Le sentier longea longtemps le torrent, puis se mit à serpenter au milieu d’une interminable pente herbeuse jusqu’à un immense plateau minéral, cerné de parois abruptes et de cimes vaporeuses. Je ne sais pas pourquoi, peut-être parce que soudain tout était trop grand, trop vaste et ouvert, mais je fus pris d’une sorte de malaise. Je m’assis sur un rocher et tentai de retrouver l’apaisement dans une respiration plus lente et plus ample. Une nuit d’insomnie en refuge me revint alors en mémoire.

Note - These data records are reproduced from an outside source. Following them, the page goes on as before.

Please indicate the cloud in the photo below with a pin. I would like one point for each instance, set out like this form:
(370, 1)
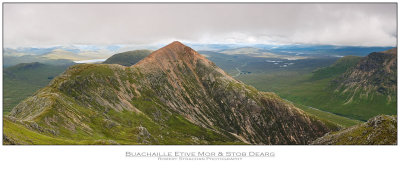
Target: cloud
(106, 24)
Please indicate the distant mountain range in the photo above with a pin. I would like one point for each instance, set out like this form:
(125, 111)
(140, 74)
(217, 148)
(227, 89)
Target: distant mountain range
(173, 96)
(127, 58)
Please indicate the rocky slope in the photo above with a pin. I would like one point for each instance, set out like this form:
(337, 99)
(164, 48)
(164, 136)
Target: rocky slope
(128, 58)
(173, 96)
(380, 130)
(374, 75)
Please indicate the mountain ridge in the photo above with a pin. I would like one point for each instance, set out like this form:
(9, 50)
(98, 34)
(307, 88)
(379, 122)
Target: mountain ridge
(170, 91)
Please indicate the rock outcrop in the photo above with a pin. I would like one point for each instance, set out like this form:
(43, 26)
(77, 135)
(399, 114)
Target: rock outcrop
(173, 96)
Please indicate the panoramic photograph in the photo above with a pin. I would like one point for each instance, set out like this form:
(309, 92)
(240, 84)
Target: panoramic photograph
(199, 74)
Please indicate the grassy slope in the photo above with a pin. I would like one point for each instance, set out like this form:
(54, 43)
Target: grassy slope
(109, 127)
(313, 89)
(128, 58)
(22, 80)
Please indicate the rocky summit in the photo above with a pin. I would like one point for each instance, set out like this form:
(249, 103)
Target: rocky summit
(173, 96)
(375, 75)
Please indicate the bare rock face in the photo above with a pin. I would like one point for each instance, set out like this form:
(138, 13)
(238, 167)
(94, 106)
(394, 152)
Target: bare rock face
(374, 74)
(379, 130)
(172, 87)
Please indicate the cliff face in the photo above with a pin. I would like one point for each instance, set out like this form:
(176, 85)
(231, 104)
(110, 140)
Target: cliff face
(380, 130)
(173, 96)
(376, 74)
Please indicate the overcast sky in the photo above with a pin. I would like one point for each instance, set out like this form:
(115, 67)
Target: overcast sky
(36, 25)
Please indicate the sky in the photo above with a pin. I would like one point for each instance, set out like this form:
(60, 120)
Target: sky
(40, 25)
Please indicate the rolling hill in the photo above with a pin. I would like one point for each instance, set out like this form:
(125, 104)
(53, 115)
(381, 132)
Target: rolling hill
(173, 96)
(22, 80)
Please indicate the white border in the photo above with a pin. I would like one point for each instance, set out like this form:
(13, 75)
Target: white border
(71, 157)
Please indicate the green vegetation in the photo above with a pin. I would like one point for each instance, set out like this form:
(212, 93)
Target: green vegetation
(380, 130)
(328, 117)
(315, 89)
(339, 67)
(22, 80)
(127, 58)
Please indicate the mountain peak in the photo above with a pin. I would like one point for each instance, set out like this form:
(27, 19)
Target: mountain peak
(170, 56)
(176, 43)
(392, 51)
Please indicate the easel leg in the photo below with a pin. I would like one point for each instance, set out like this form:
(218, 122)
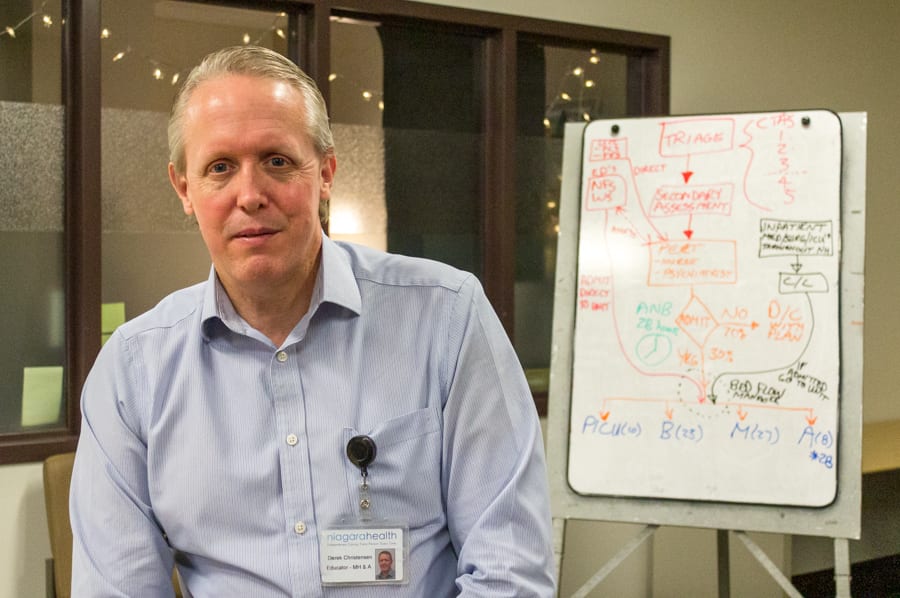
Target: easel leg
(842, 567)
(724, 563)
(559, 541)
(768, 565)
(614, 562)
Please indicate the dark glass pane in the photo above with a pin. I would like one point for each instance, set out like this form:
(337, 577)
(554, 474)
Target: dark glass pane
(424, 114)
(32, 304)
(555, 85)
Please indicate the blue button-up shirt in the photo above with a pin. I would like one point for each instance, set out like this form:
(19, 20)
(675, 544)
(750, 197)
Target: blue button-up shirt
(206, 446)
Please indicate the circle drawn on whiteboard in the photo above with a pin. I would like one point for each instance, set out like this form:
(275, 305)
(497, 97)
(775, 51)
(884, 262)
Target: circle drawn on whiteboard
(653, 349)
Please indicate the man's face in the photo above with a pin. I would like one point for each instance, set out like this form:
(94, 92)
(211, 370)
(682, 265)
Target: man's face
(385, 561)
(253, 180)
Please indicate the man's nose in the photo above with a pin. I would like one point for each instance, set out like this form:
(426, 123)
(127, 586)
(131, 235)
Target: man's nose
(251, 191)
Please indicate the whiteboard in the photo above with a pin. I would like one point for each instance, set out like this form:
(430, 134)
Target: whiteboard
(706, 345)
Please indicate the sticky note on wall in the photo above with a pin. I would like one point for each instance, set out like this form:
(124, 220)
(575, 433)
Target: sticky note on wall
(42, 389)
(112, 315)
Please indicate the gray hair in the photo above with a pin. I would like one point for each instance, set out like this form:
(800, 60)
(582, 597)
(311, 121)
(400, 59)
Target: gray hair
(256, 62)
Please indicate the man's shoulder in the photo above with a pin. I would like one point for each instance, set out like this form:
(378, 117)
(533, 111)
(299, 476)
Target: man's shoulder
(173, 310)
(390, 269)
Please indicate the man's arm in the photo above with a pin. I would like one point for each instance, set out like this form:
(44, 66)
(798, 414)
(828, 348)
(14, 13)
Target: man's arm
(118, 549)
(494, 478)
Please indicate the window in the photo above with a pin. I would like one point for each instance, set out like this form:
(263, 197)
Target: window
(32, 243)
(447, 123)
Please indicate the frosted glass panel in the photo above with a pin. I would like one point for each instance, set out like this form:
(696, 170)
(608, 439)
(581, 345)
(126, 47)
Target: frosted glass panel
(150, 248)
(31, 154)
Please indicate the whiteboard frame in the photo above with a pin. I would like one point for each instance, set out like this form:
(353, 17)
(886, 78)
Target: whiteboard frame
(841, 518)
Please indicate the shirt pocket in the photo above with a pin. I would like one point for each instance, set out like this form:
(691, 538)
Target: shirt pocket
(405, 477)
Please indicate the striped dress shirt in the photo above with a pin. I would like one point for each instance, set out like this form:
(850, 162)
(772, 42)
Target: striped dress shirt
(206, 447)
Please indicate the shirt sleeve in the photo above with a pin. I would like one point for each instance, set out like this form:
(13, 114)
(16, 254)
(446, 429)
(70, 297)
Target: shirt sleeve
(494, 478)
(118, 548)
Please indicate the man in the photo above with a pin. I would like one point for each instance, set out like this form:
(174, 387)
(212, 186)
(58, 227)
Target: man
(385, 565)
(216, 426)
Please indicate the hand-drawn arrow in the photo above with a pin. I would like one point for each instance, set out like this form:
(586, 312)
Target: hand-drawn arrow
(689, 232)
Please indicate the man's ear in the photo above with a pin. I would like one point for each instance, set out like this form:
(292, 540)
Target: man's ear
(179, 183)
(329, 166)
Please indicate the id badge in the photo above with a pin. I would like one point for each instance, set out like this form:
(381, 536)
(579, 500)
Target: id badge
(365, 550)
(370, 552)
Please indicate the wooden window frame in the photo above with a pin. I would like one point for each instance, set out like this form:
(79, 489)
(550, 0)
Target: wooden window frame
(309, 22)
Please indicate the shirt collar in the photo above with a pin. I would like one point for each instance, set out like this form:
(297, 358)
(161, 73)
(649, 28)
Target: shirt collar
(335, 283)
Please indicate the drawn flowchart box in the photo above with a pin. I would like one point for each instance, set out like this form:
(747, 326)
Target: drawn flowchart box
(605, 192)
(683, 200)
(696, 136)
(778, 238)
(686, 263)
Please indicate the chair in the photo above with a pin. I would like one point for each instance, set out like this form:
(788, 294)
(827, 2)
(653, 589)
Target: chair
(57, 479)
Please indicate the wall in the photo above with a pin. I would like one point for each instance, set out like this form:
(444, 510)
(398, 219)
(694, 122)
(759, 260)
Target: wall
(727, 56)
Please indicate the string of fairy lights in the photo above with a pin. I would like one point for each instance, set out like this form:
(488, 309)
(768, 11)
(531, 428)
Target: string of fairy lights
(569, 103)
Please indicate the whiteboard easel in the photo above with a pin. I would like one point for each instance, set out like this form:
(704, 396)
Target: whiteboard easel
(839, 520)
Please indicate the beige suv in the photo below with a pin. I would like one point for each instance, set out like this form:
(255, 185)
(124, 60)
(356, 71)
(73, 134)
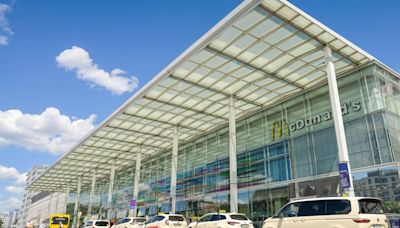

Allongé dans le noir complet, les ronflements d’autres corps fourbus tout autour, je ressentais les battements de mon cœur comme des coups de boutoirs. Ils produisaient un tel martèlement dans mes artères que j’en étais venu à craindre leur rupture. Un déchirement intérieur brutal, fatal, me paraissait imminent et j’en éprouvais une véritable panique, à chaque instant. Pourtant, cette nuit-là il s’était finalement produit tout autre chose : les montagnes m’avaient bercé. Et j’avais ressenti ce rythme avec tout mon corps. Un rythme sans âge, sans mesure, au fondement de tout. Et dans ce bercement immémorial, peut-être halluciné mais assurément vécu, je m’étais rapidement laissé gagner par un profond sommeil.
Ce souvenir me fit du bien. Je parcourus du regard l’étendue et les reliefs. Une herbe rase, très verte, parsemée de pierres grises. Plus haut des amas de roches curieusement de plus en plus sombres, contrastant avec les grandes plaques de neige et leurs lambeaux blancs. Plus haut encore le ciel, d’un bleu très clair. Un espace de pure présence où l’on chemine à découvert. Je retrouvai l’envie de pousser plus loin. Pousser, peut-être, jusqu’au bout, à la fois livré à moi-même et délivré de moi-même, dans le bercement des montagnes.